Oh yes, his speach would make your head swim,I tried to psychoanalyze him and pick through it but to no avail.
He called me once and said he had something to do with the toronto blue jays.Eventually he stopped talking during visits. He said to me once after I told him I had to go and he said "what am I going to do now"

Anonymous said...

and you are right, his life must have been hell. I tried to help him, gave him money, called institutions about the condition, but as Beak and you say, they have to take their meds, but he often didnt.What burned me was the courts putting him jail after he had a psychotic episode while on the street, he punched another homeless man.Can you imagine him in jail?
I went once to visit him in the psych ward, which was an adventure itself, and he was frantic and embarrased trying to explain what had happened.
I visited his mother who was completely distraught and frustrated. She as I did turned her back on him...
What should they do? lock them up?
How can you when they do have moments of clarity.

Warren said...

Merry Christmas, cuz!

I have no doubt that you would answer correctly. You are more knowledgeable than a larger percentage of the people I run into every day.

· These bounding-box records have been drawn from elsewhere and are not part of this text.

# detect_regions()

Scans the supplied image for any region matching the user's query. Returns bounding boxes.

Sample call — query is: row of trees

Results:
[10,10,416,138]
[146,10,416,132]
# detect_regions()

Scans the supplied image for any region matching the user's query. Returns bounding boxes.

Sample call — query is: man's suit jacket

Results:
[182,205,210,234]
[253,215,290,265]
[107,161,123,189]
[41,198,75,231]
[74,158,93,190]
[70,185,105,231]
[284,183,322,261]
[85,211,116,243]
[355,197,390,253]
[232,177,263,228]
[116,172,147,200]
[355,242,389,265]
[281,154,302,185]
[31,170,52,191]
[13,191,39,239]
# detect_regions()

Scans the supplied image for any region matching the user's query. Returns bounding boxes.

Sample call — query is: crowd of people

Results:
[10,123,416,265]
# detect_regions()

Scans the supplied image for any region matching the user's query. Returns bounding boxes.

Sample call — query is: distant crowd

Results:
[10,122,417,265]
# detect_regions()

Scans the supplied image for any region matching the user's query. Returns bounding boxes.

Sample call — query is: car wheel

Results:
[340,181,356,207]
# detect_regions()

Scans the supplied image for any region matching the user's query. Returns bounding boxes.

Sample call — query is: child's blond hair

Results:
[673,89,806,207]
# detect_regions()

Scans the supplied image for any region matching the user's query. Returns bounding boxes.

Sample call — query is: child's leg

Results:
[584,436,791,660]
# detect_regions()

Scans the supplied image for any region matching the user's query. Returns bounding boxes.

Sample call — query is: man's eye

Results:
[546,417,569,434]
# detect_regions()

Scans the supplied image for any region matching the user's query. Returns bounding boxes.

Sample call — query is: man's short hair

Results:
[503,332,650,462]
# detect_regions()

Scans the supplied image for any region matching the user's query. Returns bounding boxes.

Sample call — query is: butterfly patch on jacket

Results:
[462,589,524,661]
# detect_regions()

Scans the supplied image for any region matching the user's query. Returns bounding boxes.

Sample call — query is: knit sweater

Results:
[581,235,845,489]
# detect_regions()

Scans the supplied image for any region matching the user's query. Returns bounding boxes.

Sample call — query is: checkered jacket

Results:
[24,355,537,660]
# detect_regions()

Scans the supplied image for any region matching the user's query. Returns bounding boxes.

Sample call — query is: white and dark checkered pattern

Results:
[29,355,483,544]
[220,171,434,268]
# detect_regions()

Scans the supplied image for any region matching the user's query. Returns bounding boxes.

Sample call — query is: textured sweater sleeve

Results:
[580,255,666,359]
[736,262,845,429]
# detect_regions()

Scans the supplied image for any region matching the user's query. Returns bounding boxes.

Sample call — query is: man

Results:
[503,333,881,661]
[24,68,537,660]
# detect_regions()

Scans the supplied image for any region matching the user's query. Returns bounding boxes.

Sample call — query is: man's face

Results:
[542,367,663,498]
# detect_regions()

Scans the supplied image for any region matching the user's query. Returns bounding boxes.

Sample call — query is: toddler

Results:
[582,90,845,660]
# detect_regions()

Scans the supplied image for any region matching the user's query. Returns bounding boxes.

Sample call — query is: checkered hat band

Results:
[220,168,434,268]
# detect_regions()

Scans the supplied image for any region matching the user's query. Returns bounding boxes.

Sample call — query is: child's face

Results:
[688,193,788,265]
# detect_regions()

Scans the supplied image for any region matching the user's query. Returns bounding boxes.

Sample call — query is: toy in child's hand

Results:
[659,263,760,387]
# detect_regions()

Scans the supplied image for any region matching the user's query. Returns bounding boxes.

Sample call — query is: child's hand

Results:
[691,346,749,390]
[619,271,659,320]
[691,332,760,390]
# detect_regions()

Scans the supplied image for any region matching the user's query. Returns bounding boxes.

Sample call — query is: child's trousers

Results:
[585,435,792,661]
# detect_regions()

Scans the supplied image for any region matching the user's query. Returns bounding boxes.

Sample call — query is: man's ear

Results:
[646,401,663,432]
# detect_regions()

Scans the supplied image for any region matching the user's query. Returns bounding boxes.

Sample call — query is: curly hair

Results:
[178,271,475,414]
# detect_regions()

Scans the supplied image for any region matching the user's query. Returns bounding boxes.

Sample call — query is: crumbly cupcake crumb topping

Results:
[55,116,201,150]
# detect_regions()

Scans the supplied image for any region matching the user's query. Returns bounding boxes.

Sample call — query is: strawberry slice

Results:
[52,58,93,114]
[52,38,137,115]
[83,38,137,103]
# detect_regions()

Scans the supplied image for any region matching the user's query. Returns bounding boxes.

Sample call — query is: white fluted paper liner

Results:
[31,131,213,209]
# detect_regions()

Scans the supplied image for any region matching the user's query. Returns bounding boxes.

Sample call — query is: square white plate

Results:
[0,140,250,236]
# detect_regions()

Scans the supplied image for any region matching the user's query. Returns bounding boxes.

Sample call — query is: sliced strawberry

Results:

I would say, that 80% of the nominal Christians and 50% of the practicing Christians, I know, would answer, Christmas. I have even heard Catholic Priests speak of it during a homily/sermon from the pulpet.

The Christmas service is always overfull, with people standing in the back of the church. The Easter service is full, but less full than the Christmas service. There are two services on Christmas eve and one on Easter Sunday.

Warren said...

Its truly heart breaking.

The only thing that kept Damon, (my co-worker), off the street and out of trouble, was his wife. She was totally devoted to him.

I could always tell when he was having trouble. He frowned, the rest of the time he had a smile on his face. He also seemed preoccupied. I suspect he was trying to ignore the voices.

I know another one that talks to himself in two different voices, (when he thinks no one is around).

I believe these people account for the old stories of demon possession.

There is actually something organically wrong with them and from what I hear and know, their condition deteriorates and eventually becomes untreatable if not controlled.

Warren said...

As human beings, we must accept the fact that some things are beyond our ability to fix. I don't know how we can balance a persons needs against their wants. His need to be free outweighs our concern. We cannot, and I would not, lock him away if he wasn't dangerous. Better he suffer in a hell of his own making than a hell we provide for him.

I'm going to do something for your friend, I do it for all my friends, I will pray for him. Its all either of us can do at this point.

Elijah, in case no one has never told you, you are a good man! You went far beyond what anyone could reasonably expect you to do for your friend, and still you did more.

God bless you, my friend.

Anonymous said...

Thank you warren, like you it was a sefless act, i wish i could have done more.